Window shopping is just a bit overwhelming as a first time buyer. Especially this year I think, very hard to get a grip on what "normal" is, even with the advice on here saying nothing is normal in 2020! And it seems like every horse for sale on the island of Ireland is 4 years old, 12hh or £12k.


----------



## Wishfilly (26 December 2020)

I think £4-5k is probably reasonable for the horse itself, but you'll potentially need a bit on top of that for tack/rugs/start up costs and vetting/transport. I'd consider £6-7k all in for all your start up costs- bearing in mind you might need to cover the cost of a failed vetting and maybe some overnight stays for viewings depending on how much is available locally. 

If you're willing to go for something a bit smaller/older, you might be able to knock about £1k off the purchase price, and who knows what horse prices will do next year!

Have you thought about loaning, at all?


----------



## SaddlePsych'D (26 December 2020)

Wishfilly said:



			I think £4-5k is probably reasonable for the horse itself, but you'll potentially need a bit on top of that for tack/rugs/start up costs and vetting/transport. I'd consider £6-7k all in for all your start up costs- bearing in mind you might need to cover the cost of a failed vetting and maybe some overnight stays for viewings depending on how much is available locally.

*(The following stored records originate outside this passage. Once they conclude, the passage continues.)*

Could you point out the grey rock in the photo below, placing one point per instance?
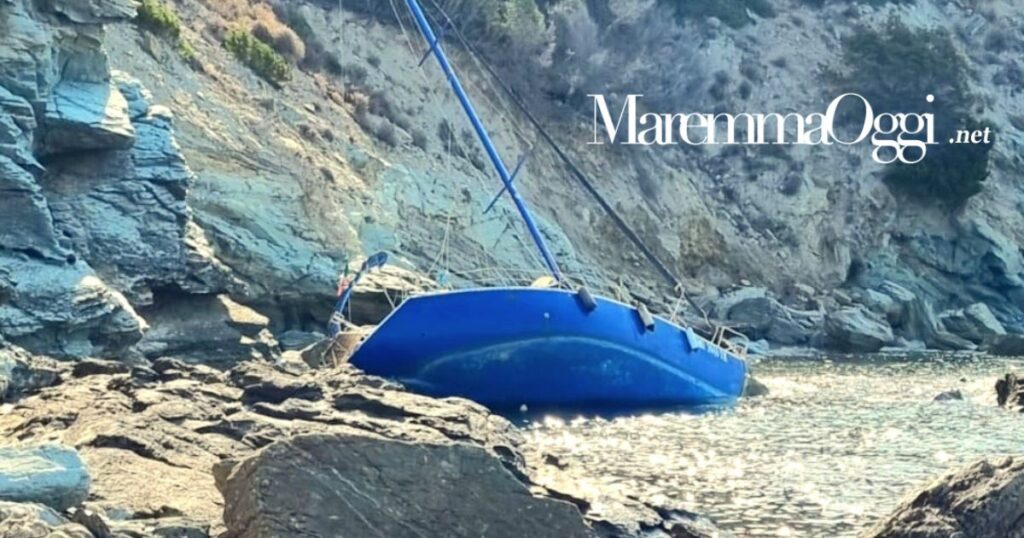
(89, 367)
(949, 396)
(881, 303)
(17, 121)
(86, 116)
(263, 382)
(296, 340)
(755, 388)
(125, 212)
(979, 501)
(1007, 345)
(22, 374)
(976, 323)
(1010, 392)
(66, 312)
(914, 319)
(758, 316)
(26, 222)
(50, 474)
(323, 485)
(853, 329)
(950, 342)
(33, 520)
(209, 329)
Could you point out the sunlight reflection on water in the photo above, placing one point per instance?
(830, 450)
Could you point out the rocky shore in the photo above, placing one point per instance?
(165, 448)
(148, 372)
(889, 318)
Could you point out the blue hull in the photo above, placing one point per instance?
(508, 346)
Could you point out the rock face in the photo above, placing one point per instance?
(84, 240)
(159, 440)
(976, 323)
(1010, 392)
(322, 485)
(1008, 345)
(854, 329)
(980, 501)
(49, 474)
(208, 329)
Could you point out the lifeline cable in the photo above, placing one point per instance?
(577, 172)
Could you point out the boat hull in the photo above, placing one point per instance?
(505, 347)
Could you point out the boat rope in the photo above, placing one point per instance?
(577, 172)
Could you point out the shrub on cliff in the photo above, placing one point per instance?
(317, 57)
(272, 32)
(258, 56)
(734, 13)
(158, 17)
(895, 68)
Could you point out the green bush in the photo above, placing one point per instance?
(732, 12)
(895, 68)
(159, 18)
(258, 56)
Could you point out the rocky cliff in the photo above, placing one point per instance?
(206, 179)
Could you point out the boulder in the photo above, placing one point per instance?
(33, 520)
(980, 501)
(261, 382)
(755, 388)
(125, 212)
(881, 303)
(17, 121)
(754, 313)
(950, 342)
(65, 311)
(86, 116)
(1006, 345)
(50, 474)
(856, 330)
(1010, 392)
(336, 485)
(26, 222)
(207, 329)
(976, 323)
(22, 373)
(949, 396)
(92, 11)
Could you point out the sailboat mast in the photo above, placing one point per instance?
(481, 132)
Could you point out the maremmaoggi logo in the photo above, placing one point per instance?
(902, 137)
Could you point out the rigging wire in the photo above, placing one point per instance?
(577, 172)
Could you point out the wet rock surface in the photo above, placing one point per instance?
(47, 473)
(1010, 392)
(163, 439)
(980, 501)
(322, 485)
(857, 330)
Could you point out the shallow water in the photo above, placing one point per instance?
(834, 447)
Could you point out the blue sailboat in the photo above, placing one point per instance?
(543, 347)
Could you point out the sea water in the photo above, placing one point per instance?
(832, 449)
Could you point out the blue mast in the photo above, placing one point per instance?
(481, 131)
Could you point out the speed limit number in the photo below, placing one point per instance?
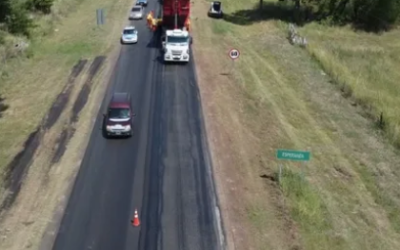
(234, 54)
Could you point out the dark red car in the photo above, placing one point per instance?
(118, 121)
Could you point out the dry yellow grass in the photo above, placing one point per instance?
(279, 97)
(29, 91)
(366, 65)
(32, 85)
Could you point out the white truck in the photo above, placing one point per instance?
(176, 45)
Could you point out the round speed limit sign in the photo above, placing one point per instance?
(234, 54)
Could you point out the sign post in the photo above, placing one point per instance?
(291, 155)
(234, 54)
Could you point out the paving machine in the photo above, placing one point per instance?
(174, 26)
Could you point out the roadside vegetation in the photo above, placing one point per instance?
(327, 98)
(49, 58)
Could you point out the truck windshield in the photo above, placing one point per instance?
(172, 39)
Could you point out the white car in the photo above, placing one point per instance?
(129, 35)
(136, 13)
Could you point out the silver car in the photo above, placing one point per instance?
(136, 13)
(129, 35)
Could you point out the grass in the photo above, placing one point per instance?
(281, 96)
(365, 64)
(31, 82)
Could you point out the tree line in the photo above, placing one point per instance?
(15, 15)
(369, 14)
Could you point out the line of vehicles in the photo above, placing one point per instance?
(174, 26)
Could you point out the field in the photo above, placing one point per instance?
(327, 99)
(66, 71)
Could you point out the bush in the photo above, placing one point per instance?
(18, 21)
(370, 14)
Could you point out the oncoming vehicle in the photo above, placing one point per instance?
(136, 13)
(118, 121)
(141, 2)
(176, 45)
(215, 9)
(129, 35)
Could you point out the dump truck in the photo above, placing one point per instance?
(174, 26)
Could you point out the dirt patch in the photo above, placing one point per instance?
(3, 106)
(61, 145)
(85, 91)
(18, 168)
(62, 99)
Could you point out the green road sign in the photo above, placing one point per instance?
(283, 154)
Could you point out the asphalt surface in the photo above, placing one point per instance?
(163, 170)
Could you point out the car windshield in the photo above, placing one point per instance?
(118, 113)
(130, 32)
(172, 39)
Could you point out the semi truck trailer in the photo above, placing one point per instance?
(174, 26)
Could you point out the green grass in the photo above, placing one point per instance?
(365, 64)
(31, 81)
(286, 100)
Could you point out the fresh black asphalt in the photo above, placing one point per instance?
(163, 170)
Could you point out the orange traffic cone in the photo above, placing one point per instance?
(136, 221)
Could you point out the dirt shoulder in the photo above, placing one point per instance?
(65, 83)
(276, 96)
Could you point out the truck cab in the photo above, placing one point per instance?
(176, 45)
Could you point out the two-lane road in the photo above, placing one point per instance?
(163, 170)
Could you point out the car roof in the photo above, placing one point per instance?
(129, 28)
(120, 100)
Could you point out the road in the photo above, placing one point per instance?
(163, 170)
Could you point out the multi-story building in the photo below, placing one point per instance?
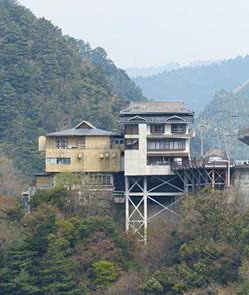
(82, 149)
(157, 136)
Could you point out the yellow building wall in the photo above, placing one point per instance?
(95, 157)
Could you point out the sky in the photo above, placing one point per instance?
(141, 33)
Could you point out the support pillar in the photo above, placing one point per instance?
(145, 210)
(127, 211)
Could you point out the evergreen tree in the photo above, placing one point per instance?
(55, 270)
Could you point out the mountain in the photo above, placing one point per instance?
(150, 71)
(222, 118)
(134, 72)
(196, 85)
(49, 81)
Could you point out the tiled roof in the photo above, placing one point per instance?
(78, 130)
(148, 107)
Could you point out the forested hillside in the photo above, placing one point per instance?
(65, 247)
(196, 85)
(49, 81)
(222, 118)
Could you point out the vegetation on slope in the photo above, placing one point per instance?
(58, 250)
(222, 118)
(196, 85)
(49, 81)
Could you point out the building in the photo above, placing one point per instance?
(82, 149)
(157, 137)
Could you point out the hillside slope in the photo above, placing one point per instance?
(49, 81)
(222, 118)
(196, 85)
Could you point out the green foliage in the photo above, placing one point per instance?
(104, 273)
(61, 255)
(49, 81)
(54, 276)
(210, 241)
(56, 196)
(151, 287)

If you're willing to go for something a bit smaller/older, you might be able to knock about £1k off the purchase price, and who knows what horse prices will do next year!

Have you thought about loaning, at all?
		
Click to expand...

I have thought about loaning as it seemed like a good step from sharing but I'm not sure where to find a suitable full loan - the ones I have seen tend to be wanting competitive or experienced riders, I wasn't sure if the type of horse I'd like is the sort people would put out on loan and if they did whether they advertise or go by word of mouth.


----------



## Wishfilly (26 December 2020)

SaddlePsych'D said:



			I have thought about loaning as it seemed like a good step from sharing but I'm not sure where to find a suitable full loan - the ones I have seen tend to be wanting competitive or experienced riders, I wasn't sure if the type of horse I'd like is the sort people would put out on loan and if they did whether they advertise or go by word of mouth.
		
Click to expand...

They will probably go by word of mouth, but it's often possible to find an e.g. older sensible horse who wants to step down a gear, but still has plenty to give. 

It might be worth keeping an ear out, whilst you save? Although of course, if you take a horse on loan, you might be less able to save for one of your own.


----------



## SaddlePsych'D (26 December 2020)

Wishfilly said:



			They will probably go by word of mouth, but it's often possible to find an e.g. older sensible horse who wants to step down a gear, but still has plenty to give.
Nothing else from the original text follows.